The election date was set for 23 May in Berlin, the anniversary of the adoption of the German constitution. Of the 1,206 members only 549 belonged to the parties that controlled the federal government - the Social Democrats (SPD) and the German Green Party. Also in their camp were the 31 members of the Party of Democratic Socialism (PDS). The opposition parties, the (Christian Democratic Union/Christian Social Union (CDU/CSU) and Free Democratic Party (FDP)), however, had a majority of 624 members because they commanded more seats in the federal states. One member belonged to a regional party; one was non-aligned.

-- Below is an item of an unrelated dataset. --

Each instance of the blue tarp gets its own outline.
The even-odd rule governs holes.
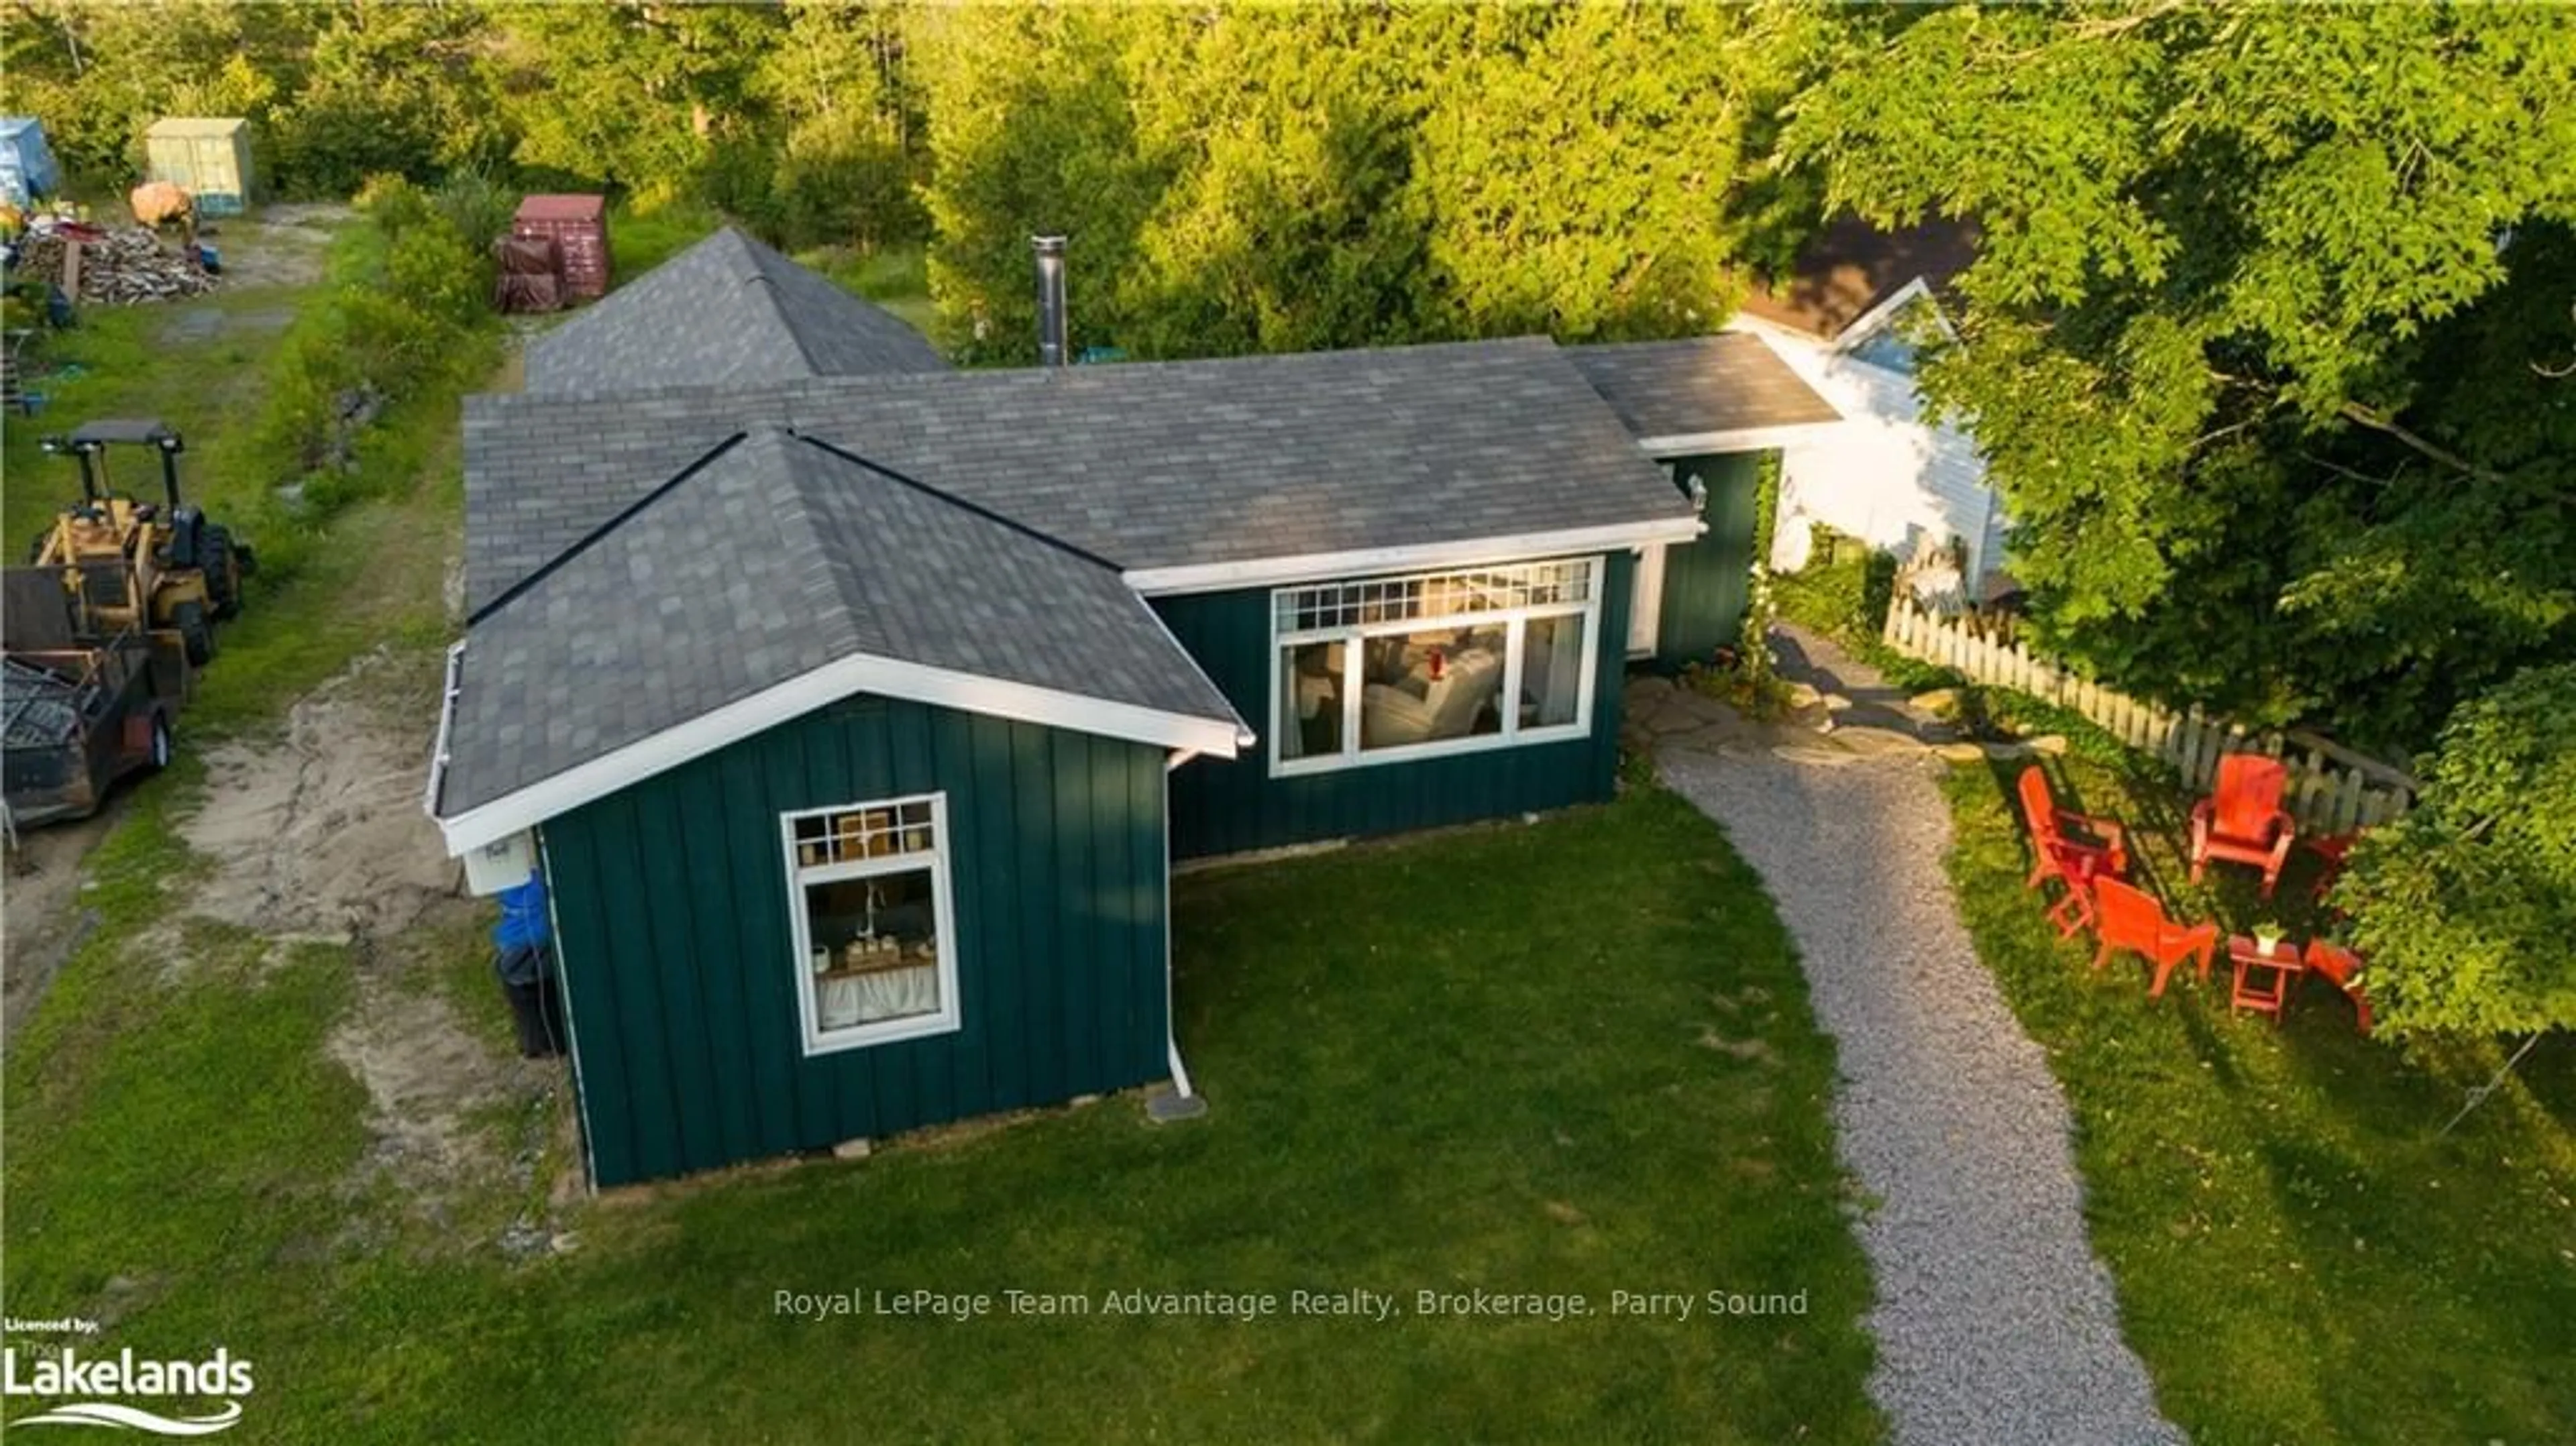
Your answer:
[[[492,926],[492,942],[504,953],[534,948],[553,937],[546,920],[544,878],[530,874],[526,883],[501,891],[501,922]]]
[[[0,116],[0,198],[24,206],[62,188],[61,171],[45,144],[44,122],[34,116]]]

Parties nominate candidates for the position, although the outcome of the election is very predictable because the members of the convention normally vote with strict party loyalty. As the majority of the opposition was not overwhelming (624 of 604 needed), "dissident" members could cause a surprise.

CDU/CSU and FDP nominated Horst Köhler, the head of the International Monetary Fund in Washington, D.C. Before that, he had been a senior official and was involved in negotiating both the German reunification treaty and the Maastricht Treaty on behalf of the German government. He is said to be rather modest but independently minded.

SPD and Greens had nominated Gesine Schwan, the head of the Viadrina European University in Frankfurt (Oder). She is a political scientist who also has been active for a long time in politics for the SPD - but has not always been in line with the party.

All eight preceding presidents had been men. Once in office, the president can be re-elected only once. The previous president Johannes Rau (SPD) cited personal reasons for his decision not to run for a second term and died in 2006.

Köhler won in the first voting round, receiving an immediate absolute majority of 604 (50.1%). Schwan won 589 votes, apparently attracting opposition voters.